In our 2017 book Demons and Dragons: The New Geopolitics of Terror William Hopkinson and I warned the West to collectively apply the Hippocratic Oath to the Middle East and do no harm. We warned that the war in Syria was potentially just a curtain-raiser to a wider and even more deadly general Middle Eastern war and which had the potential to spread even further.  At first glance, President Trump’s withdrawal from the Accord and his seemingly unequivocal support for Tel Aviv could make Israel more secure.  However, such support has never been in doubt. In fact, the Accord has been one of the few oases of collaboration in a Middle Eastern desert of tension.  And, in spite of Grand Ayatollah Khamenei’s profound reservations about the Accord President Rouhani managed to get it past the hard-liners in Iran.

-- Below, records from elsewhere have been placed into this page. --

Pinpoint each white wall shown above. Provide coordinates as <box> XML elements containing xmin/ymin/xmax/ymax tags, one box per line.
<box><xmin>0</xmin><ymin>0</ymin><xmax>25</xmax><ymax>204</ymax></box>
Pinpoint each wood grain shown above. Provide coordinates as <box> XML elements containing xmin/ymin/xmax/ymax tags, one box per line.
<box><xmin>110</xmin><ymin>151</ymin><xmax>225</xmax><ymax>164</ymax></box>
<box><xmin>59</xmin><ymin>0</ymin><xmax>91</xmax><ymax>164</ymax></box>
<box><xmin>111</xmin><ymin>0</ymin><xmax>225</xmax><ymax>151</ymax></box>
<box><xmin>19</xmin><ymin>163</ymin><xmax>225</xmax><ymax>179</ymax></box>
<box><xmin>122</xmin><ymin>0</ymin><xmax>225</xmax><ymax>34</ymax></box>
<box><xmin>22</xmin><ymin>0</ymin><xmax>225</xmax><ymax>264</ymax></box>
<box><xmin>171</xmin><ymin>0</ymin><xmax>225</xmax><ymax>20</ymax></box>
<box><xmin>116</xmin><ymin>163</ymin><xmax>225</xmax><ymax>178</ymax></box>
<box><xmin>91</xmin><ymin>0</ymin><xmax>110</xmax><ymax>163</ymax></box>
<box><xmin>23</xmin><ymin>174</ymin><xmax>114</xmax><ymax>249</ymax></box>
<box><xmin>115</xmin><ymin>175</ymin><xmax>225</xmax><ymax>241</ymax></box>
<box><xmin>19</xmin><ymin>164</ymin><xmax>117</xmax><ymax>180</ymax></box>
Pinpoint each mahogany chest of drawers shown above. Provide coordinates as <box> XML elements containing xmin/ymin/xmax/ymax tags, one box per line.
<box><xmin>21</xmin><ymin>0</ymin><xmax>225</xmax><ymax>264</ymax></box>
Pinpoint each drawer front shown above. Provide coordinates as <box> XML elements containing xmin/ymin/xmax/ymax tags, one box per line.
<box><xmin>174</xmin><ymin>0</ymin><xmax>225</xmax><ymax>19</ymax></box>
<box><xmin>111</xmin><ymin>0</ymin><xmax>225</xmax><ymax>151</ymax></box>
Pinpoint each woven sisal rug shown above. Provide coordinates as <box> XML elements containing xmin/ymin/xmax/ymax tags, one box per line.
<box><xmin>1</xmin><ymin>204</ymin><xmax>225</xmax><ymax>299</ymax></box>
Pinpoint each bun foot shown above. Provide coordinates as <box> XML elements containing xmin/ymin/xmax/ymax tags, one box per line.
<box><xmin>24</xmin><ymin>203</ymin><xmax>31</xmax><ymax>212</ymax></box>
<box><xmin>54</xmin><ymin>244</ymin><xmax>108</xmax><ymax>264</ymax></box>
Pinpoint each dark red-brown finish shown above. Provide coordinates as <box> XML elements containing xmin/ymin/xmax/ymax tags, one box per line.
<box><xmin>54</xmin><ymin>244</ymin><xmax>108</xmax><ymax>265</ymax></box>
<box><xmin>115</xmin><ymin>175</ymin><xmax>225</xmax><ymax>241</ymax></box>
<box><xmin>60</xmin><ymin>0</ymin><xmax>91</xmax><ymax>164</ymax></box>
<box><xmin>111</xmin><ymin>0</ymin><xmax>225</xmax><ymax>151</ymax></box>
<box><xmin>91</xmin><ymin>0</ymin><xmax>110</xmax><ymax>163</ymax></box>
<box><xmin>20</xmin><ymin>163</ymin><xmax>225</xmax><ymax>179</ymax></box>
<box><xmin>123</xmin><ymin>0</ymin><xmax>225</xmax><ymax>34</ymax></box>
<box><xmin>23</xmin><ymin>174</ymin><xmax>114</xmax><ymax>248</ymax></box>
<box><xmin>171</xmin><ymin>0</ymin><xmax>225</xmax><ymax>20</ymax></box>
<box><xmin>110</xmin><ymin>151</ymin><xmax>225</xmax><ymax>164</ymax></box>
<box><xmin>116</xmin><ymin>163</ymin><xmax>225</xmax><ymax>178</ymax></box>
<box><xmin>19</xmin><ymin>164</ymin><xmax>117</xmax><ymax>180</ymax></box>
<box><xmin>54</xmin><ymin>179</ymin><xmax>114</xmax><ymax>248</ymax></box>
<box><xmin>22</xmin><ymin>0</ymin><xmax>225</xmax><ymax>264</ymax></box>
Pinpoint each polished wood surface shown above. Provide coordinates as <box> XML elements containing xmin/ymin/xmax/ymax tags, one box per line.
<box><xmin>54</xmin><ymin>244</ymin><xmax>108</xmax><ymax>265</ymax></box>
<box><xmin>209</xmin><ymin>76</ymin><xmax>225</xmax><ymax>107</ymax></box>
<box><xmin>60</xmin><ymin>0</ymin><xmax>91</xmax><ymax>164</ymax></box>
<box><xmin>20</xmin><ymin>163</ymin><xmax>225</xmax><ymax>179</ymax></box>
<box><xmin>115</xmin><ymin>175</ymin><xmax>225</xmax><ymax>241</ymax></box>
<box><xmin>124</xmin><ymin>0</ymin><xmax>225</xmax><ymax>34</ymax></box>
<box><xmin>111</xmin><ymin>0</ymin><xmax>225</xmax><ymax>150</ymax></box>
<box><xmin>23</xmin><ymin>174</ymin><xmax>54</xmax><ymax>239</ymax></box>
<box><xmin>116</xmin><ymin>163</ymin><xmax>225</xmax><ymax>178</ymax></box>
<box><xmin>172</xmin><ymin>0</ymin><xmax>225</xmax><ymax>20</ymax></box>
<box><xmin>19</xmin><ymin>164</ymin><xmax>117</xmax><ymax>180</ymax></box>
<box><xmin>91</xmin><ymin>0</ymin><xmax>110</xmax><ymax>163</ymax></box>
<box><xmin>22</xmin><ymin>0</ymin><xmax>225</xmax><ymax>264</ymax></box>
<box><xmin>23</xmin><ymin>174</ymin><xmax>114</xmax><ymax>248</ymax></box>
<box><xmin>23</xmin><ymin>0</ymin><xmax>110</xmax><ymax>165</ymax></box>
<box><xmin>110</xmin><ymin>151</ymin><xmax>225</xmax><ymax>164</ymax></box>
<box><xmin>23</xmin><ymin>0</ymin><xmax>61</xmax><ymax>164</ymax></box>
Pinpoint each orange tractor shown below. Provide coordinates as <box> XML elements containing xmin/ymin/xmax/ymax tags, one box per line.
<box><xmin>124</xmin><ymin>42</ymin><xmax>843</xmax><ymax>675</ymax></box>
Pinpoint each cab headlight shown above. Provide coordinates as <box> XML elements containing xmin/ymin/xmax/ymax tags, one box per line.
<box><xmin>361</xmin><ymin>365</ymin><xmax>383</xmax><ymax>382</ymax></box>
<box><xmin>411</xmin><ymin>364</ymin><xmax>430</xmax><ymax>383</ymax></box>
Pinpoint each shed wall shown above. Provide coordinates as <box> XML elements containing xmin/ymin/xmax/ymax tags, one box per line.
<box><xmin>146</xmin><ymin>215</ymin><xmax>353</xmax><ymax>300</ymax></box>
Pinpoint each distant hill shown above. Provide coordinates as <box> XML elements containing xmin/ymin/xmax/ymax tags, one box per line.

The Accord had another politico-strategic purpose – to prevent the emergence of blocs. European leaders Macron, May and Merkel clearly understood that one purpose of the Accord was to prevent the Middle East further splitting into something akin to pre-World War One Europe with Israel and the US on one side (plus the tacit and not so tacit support of Egypt, Saudi Arabia, and the Gulf states) and Iran and quite possibly Russia on the other. In that sense, even by its existence, the Accord prevented the further polarisation of powers in the region and Great Powers beyond.

A Trump Doctrine?

There is a wider problem with President Trump’s decision.  There is a necessary place for coercion in international relations, something to which Hobbes and Thucydides would attest. However, the conduct of international relations is rarely the business of decisive breakthroughs and grand gestures, particularly in the Middle East.  Indeed, there is no place on the planet where the phrase ‘on balance’ must be applied more rigorously. And yet, President Trump does not do ‘on balance’ and if there is an emerging Trump Doctrine it seems to be one that pre-supposes that, with the exception of Israel, the whole world is trying to screw America, even long-time allies. If you want proof of that listen to yesterday’s diatribe about the new embassy in London.  It may be that President Trump secures what appear to be spectacular short-term ‘triumphs’. He may indeed come back from his meeting with North Korea’s Kim Jong-un with a piece of paper saying ‘denuclearisation in our time’. And, Iran may even quietly accept, at least to a point, that the Accord must be adjusted to prevent its dire economy completely tanking if sanctions are re-imposed a fortnight from now.  Then again, it might not. One thing is clear: the Accord will not survive the withdrawal of America, whatever the Europeans say.

Do no (more) harm, Mr President

US foreign and security policy is increasingly beginning to look like a reflection of President Trump’s complex mix of prejudices, self-generated beliefs and gut instincts about the rest of us.  If that continues not only will a general war in the Middle East become alarmingly more likely, America will lose friends, even close ones. That would be a tragedy for America because it needs friends to ‘make America great again’.  It would also be a tragedy for the rest of us who believe in the United States of America, the transatlantic relationship it leads and the chance Washington has to cast itself as the hard core of a new global West that is more idea than a place.

As the great Thucydides once wrote, “wars spring from unseen and generally insignificant causes, the first outbreak being often but an explosion of anger”. For the sake of Israel and the people of the wider Middle East do no (more) harm, Mr President! Has President Trump made war between Iran and Israel more likely? He certainly has not made it less likely.